I am fond of Peter Thiel’s interview question: “what is one thing you believe that most others don’t?”
One of my own answers to this question is that within the next few decades, meat as we know it will be obsolete. Most of this country will be plant based or eating meat that is grown in a lab, not from a slaughtered animal.
Welcome to my world!
I have never eaten meat or fish and am proud to be a vegetarian since birth (though I should probably start calling myself “plant based” instead. Much trendier).
Personal preference and potential health benefits aside, there are two major reasons to be vegetarian:
- Ethical: Globally, over 70 billion land animals are killed each year for consumption. The vast majority of these animals are bred simply for slaughter and the industry is fraught with inhumane practices. I won’t go into the gory details here else you stop reading this post out of disgust or shame 🙂
- Environmental: The meat industry is the primary source of methane and nitrous oxide gases, which have a more intense global warming impact than carbon dioxide. Some estimates suggest the livestock industry’s impact on global warming is equivalent to driving all the cars, planes, and trucks in the world. Meat is also the single biggest cause of deforestation, clearing out forests so we have land to cultivate huge volumes of animal feed.
As the global population grows, demand for food and meat is growing too, exacerbating these tragedies.
There is rapid growth in plant-based meat alternatives like Beyond Meat and Impossible Foods. These are good products and a nice start. However, they are far from adequate to make a dent in meat consumption in this country.
Hey @ElonMusk, we need you to tackle meat too.
To solve the issues above, we need meat alternatives that taste the same if not better, cost the same or cheaper, and have the same nutritional value, or better.
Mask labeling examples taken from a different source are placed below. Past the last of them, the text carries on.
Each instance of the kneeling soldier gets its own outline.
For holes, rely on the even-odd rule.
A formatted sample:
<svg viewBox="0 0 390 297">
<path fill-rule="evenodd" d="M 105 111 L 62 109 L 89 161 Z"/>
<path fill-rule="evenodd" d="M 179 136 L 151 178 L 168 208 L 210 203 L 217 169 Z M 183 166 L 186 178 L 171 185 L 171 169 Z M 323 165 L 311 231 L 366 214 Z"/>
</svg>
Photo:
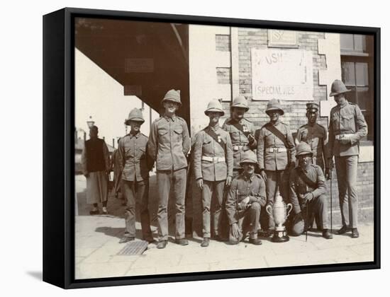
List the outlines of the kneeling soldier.
<svg viewBox="0 0 390 297">
<path fill-rule="evenodd" d="M 196 184 L 201 190 L 203 209 L 202 247 L 210 242 L 210 206 L 213 192 L 217 199 L 213 211 L 214 236 L 220 238 L 225 185 L 230 185 L 233 177 L 233 148 L 229 134 L 219 127 L 219 118 L 225 113 L 219 101 L 212 100 L 204 112 L 210 118 L 208 126 L 196 135 L 194 148 L 194 170 Z"/>
<path fill-rule="evenodd" d="M 234 179 L 226 200 L 226 212 L 230 224 L 229 243 L 237 244 L 245 238 L 249 231 L 249 242 L 256 245 L 262 244 L 257 238 L 260 208 L 265 206 L 265 182 L 255 173 L 257 163 L 255 153 L 247 151 L 240 165 L 243 172 Z"/>
<path fill-rule="evenodd" d="M 143 238 L 150 243 L 153 241 L 148 209 L 149 171 L 153 164 L 146 151 L 147 137 L 140 131 L 144 122 L 141 110 L 137 108 L 131 110 L 125 122 L 131 127 L 131 131 L 121 139 L 118 145 L 119 170 L 122 173 L 123 194 L 127 200 L 126 232 L 120 243 L 135 238 L 135 204 L 138 203 Z"/>
<path fill-rule="evenodd" d="M 291 235 L 302 234 L 307 228 L 308 218 L 314 214 L 320 219 L 323 237 L 331 239 L 325 176 L 320 166 L 311 163 L 312 156 L 310 146 L 301 142 L 296 149 L 299 166 L 291 170 L 289 180 L 290 201 L 295 213 Z"/>
</svg>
The answer is lab grown meat. And it is coming soon to a supermarket near you. This is meat that is cultivated in labs, grown in-vitro, and molecularly identical to livestock meat. It tastes the same. It is the same. But no animals are killed in the process and it has the potential to eliminate all of the issues raised above. Eat that!
Science fiction or reality? Somewhere in between, but sprinting towards reality. Lab grown meat and fish does exist already. But it is not yet scalable, affordable, or reliably producible. I have no idea whether the breakthroughs will be in this decade or the next one, but it is inevitable and I’m excited to see it happen. There are many talented scientists, entrepreneurs, and labs making progress on this every day. In fact, my partners Tess Hatch and David Cowan have invested in a number of companies tackling this problem.
I’m thrilled my offspring will grow up in a world where “cruel meat” is akin to a palm pilot.